Earnings Events Analysis#
This section contains 6 examples for Events using the onetick-py.
Each example is a self-contained script that can be run against the OneTick Cloud sample databases.
# onetick-py WebAPI configuration for OneTick Cloud
import os
os.environ['OTP_WEBAPI'] = '1'
os.environ['OTP_HTTP_ADDRESS'] = 'https://rest.cloud.onetick.com'
os.environ['OTP_ACCESS_TOKEN_URL'] = 'https://cloud-auth.parent.onetick.com/realms/OMD/protocol/openid-connect/token'
os.environ['OTP_CLIENT_ID'] = '__FILL_IN__'
os.environ['OTP_CLIENT_SECRET'] = '__FILL_IN__'
Earnings announcements are recorded in the EVENT tick type
and can be combined with market data to analyze market reactions and trading patterns around these events.
Event Data Sources#
Earnings announcement events are available in the daily market data databases:
US_COMP_DAILY/EVENT- US earnings events
Event Types#
The EVENT tick type records two primary event types, held in the EVENT_TYPE field:
EARNING_DATE- Earnings announcement datesCOMPANY_CONFERENCE_CALL- Scheduled conference call dates
These events are useful for analyzing market behavior around significant corporate announcements.
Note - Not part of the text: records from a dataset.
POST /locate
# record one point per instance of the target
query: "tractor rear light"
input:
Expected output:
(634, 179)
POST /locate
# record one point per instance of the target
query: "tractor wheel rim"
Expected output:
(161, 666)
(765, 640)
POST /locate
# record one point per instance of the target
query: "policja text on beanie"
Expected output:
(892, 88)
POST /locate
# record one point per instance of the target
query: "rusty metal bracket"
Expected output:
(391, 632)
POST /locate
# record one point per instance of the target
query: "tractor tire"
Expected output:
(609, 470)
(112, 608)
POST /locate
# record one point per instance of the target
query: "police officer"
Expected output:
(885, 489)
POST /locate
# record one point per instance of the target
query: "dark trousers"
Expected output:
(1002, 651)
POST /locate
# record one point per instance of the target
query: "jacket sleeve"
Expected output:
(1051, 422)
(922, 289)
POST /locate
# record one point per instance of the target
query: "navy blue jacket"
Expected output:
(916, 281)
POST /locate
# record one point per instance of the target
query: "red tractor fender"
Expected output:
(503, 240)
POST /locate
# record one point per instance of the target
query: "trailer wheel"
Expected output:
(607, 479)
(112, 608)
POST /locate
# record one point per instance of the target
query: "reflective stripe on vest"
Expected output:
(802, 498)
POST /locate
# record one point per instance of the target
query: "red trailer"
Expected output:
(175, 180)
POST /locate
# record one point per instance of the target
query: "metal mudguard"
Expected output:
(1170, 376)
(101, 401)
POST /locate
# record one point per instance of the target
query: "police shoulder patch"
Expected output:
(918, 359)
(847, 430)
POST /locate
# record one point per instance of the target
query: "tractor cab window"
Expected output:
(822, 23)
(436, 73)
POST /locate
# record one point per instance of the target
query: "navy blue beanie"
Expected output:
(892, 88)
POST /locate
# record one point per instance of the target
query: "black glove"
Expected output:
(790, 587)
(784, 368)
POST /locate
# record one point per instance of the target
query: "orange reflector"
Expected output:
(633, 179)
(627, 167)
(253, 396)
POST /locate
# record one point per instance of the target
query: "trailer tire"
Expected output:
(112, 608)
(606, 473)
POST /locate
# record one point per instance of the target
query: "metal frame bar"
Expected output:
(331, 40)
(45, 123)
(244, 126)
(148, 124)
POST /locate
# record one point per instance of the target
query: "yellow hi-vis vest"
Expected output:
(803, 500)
Earnings Event History for Specified Symbol#
Retrieve all earnings events recorded for a specific symbol within a time range.
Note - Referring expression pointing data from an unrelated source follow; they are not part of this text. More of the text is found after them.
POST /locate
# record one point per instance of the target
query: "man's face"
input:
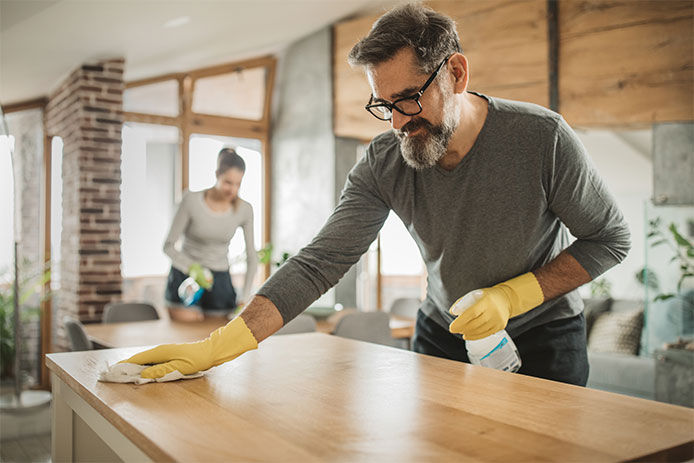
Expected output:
(423, 137)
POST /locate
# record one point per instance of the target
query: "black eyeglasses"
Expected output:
(409, 105)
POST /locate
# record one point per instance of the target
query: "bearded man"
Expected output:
(486, 187)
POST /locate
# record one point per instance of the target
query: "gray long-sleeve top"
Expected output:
(206, 236)
(499, 213)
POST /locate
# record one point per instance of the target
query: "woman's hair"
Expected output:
(229, 159)
(430, 35)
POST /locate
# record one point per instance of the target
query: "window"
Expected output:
(56, 208)
(402, 268)
(148, 197)
(6, 204)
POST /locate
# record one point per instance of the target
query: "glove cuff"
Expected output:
(524, 293)
(231, 340)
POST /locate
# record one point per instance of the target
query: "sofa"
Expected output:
(624, 342)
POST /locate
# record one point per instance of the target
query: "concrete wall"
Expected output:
(303, 145)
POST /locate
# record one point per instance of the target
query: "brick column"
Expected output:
(87, 112)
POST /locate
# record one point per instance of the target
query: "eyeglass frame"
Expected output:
(416, 96)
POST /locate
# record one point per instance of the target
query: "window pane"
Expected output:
(6, 206)
(148, 192)
(239, 94)
(56, 208)
(160, 99)
(402, 268)
(201, 168)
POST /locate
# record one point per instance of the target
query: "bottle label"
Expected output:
(503, 357)
(498, 346)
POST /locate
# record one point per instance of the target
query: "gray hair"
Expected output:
(430, 35)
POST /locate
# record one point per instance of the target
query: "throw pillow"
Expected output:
(617, 332)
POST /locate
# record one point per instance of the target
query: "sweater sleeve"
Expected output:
(346, 235)
(251, 256)
(178, 226)
(579, 197)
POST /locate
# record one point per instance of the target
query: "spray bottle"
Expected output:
(497, 350)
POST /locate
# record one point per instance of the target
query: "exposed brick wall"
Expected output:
(87, 112)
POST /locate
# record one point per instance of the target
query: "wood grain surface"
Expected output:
(314, 397)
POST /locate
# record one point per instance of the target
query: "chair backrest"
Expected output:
(405, 307)
(76, 336)
(366, 326)
(116, 312)
(303, 323)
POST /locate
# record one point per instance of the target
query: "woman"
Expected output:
(208, 220)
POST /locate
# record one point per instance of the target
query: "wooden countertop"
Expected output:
(314, 397)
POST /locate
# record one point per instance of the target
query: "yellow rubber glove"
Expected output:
(202, 276)
(224, 344)
(497, 304)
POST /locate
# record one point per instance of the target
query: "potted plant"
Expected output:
(674, 359)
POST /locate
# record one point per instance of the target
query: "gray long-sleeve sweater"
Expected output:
(206, 236)
(501, 212)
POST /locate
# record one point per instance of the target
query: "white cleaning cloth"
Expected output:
(130, 373)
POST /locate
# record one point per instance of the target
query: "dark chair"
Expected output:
(117, 312)
(405, 307)
(301, 324)
(76, 336)
(366, 326)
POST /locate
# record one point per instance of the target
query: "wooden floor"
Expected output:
(34, 449)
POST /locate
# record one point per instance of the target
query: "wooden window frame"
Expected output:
(189, 122)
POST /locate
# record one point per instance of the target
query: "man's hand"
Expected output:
(224, 344)
(497, 305)
(201, 275)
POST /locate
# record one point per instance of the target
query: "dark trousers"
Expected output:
(555, 350)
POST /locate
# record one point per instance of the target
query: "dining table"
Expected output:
(314, 398)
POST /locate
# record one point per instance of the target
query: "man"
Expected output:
(482, 184)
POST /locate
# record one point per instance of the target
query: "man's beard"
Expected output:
(425, 149)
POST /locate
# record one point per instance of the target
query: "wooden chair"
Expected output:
(405, 307)
(76, 336)
(117, 312)
(366, 326)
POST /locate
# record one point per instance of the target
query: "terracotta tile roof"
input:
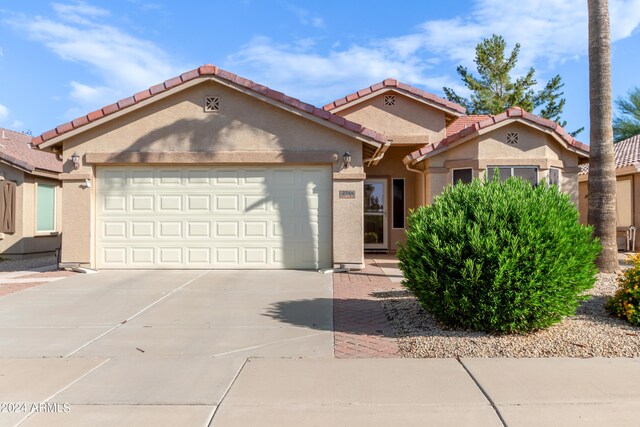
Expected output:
(512, 113)
(454, 108)
(16, 149)
(464, 122)
(626, 153)
(208, 70)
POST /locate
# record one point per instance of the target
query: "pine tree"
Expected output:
(627, 124)
(494, 91)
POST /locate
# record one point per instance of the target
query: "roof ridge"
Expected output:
(394, 83)
(207, 70)
(515, 113)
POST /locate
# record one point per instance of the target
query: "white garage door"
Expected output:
(213, 217)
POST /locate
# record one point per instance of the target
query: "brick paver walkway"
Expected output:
(361, 328)
(11, 282)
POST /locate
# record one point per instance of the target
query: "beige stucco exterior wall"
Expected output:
(390, 167)
(407, 122)
(26, 241)
(623, 202)
(177, 124)
(534, 148)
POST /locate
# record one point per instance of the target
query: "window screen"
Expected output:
(398, 203)
(46, 208)
(527, 173)
(462, 175)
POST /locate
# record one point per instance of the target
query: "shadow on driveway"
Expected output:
(353, 316)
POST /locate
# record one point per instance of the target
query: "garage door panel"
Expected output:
(198, 229)
(142, 229)
(143, 256)
(217, 217)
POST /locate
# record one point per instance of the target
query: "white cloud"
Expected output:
(550, 32)
(121, 63)
(4, 112)
(305, 17)
(85, 94)
(78, 12)
(320, 78)
(17, 124)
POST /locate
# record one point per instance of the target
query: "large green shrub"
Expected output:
(499, 256)
(626, 301)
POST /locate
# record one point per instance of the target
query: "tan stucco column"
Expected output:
(348, 220)
(77, 221)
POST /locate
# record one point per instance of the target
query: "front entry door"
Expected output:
(375, 214)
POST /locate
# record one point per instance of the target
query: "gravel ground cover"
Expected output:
(591, 333)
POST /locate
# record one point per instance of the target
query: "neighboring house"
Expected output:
(627, 160)
(210, 170)
(30, 212)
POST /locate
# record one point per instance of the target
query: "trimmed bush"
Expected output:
(626, 301)
(499, 256)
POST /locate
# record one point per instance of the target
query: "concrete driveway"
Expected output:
(151, 347)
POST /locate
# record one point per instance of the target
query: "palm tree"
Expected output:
(602, 180)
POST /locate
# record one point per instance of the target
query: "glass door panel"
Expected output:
(375, 214)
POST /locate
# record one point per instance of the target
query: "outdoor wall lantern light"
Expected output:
(346, 159)
(75, 158)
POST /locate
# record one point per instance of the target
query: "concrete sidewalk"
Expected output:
(315, 392)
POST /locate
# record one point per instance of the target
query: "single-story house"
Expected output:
(433, 144)
(211, 170)
(30, 195)
(627, 162)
This shows all historical earnings announcements for a company.
import onetick.py as otp
data = otp.DataSource(db='US_COMP_DAILY', tick_type='EVENT')
result = otp.run(data,
start=otp.dt(2026, 1, 1),
end=otp.dt(2026, 6, 12),
timezone='America/New_York',
symbols='CSCO')
result
| Time | EVENT_TYPE | EVENT_CONDITION | OMDSEQ | |
|---|---|---|---|---|
| 0 | 2026-02-11 16:05:00 | EARNING_DATE | 2 | |
| 1 | 2026-02-11 16:30:00 | COMPANY_CONFERENCE_CALL | 6 | |
| 2 | 2026-05-13 16:05:00 | EARNING_DATE | 4 | |
| 3 | 2026-05-13 16:30:00 | COMPANY_CONFERENCE_CALL | 11 |
Earnings Event History for all US Companies across a time range#
Retrieve all earnings events across every symbol in the database within a specified time range,
by merging across otp.Symbols, the equivalent of SQL’s SYMBOL_NAME LIKE '%'.
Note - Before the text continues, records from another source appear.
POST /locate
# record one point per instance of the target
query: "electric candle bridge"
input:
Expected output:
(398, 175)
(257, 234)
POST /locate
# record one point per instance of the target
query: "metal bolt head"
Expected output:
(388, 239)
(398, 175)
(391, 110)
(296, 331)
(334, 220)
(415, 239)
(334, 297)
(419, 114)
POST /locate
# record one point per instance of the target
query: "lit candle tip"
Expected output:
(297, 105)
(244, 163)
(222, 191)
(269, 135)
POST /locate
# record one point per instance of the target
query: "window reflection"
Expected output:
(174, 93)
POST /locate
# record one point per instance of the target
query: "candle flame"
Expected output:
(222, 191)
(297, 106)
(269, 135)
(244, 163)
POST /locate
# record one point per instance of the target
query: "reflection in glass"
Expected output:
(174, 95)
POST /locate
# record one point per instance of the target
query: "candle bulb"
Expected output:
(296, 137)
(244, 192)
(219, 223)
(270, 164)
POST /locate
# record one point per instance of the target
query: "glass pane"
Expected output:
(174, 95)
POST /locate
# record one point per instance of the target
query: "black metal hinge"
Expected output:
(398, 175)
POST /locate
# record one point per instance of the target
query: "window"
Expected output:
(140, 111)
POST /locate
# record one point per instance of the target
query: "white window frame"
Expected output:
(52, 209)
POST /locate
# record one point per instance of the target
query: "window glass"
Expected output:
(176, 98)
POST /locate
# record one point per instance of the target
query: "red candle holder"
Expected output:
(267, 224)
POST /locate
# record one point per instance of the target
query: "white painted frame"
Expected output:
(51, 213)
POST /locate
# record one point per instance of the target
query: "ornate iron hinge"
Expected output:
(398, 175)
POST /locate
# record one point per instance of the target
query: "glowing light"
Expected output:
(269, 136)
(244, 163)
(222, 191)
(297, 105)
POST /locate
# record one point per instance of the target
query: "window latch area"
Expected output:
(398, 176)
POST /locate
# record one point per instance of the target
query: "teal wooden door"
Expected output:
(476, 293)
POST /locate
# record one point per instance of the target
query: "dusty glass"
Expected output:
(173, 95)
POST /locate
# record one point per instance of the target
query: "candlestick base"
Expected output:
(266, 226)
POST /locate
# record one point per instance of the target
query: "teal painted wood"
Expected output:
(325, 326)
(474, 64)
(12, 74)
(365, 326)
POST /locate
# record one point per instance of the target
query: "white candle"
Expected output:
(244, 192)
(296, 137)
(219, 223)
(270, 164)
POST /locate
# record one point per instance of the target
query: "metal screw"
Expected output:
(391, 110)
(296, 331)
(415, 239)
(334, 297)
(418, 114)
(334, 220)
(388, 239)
This provides a comprehensive view of earnings announcements during a particular period.
identify_input_ts adds the SYMBOL_NAME of each tick to the output.
import onetick.py as otp
data = otp.DataSource(db='US_COMP_DAILY', tick_type='EVENT')
# Merge the events for every symbol in the database into a single stream.
# identify_input_ts adds the SYMBOL_NAME of each tick to the output.
data = otp.merge([data],
symbols=otp.Symbols(db='US_COMP_DAILY', for_tick_type='EVENT'),
identify_input_ts=True)
result = otp.run(data,
start=otp.dt(2024, 1, 1),
end=otp.dt(2024, 1, 5),
timezone='America/New_York')
result
| Time | EVENT_CONDITION | EVENT_TYPE | OMDSEQ | SYMBOL_NAME | TICK_TYPE | |
|---|---|---|---|---|---|---|
| 0 | 2024-01-03 08:00:00 | EARNING_DATE | 0 | UNF | EVENT | |
| 1 | 2024-01-03 09:00:00 | COMPANY_CONFERENCE_CALL | 0 | UNF | EVENT | |
| 2 | 2024-01-03 16:05:00 | EARNING_DATE | 0 | RGP | EVENT | |
| 3 | 2024-01-03 16:05:00 | EARNING_DATE | 1 | CALM | EVENT | |
| 4 | 2024-01-03 16:06:00 | EARNING_DATE | 0 | SLP | EVENT | |
| ... | ... | ... | ... | ... | ... | ... |
| 17 | 2024-01-04 16:03:00 | EARNING_DATE | 0 | FC | EVENT | |
| 18 | 2024-01-04 16:05:00 | EARNING_DATE | 0 | KRUS | EVENT | |
| 19 | 2024-01-04 17:00:00 | COMPANY_CONFERENCE_CALL | 0 | KRUS | EVENT | |
| 20 | 2024-01-04 17:00:00 | COMPANY_CONFERENCE_CALL | 1 | FC | EVENT | |
| 21 | 2024-01-04 19:00:00 | EARNING_DATE | 0 | STZ | EVENT |
22 rows × 6 columns
Joining Daily Pricing to US Earning Events#
Correlate daily pricing data with earnings events to analyze closing prices and volume
on earnings announcement dates.
Earnings events (excluding conference calls) are joined to the daily price/volume record
for the same symbol with otp.join, keyed on the date.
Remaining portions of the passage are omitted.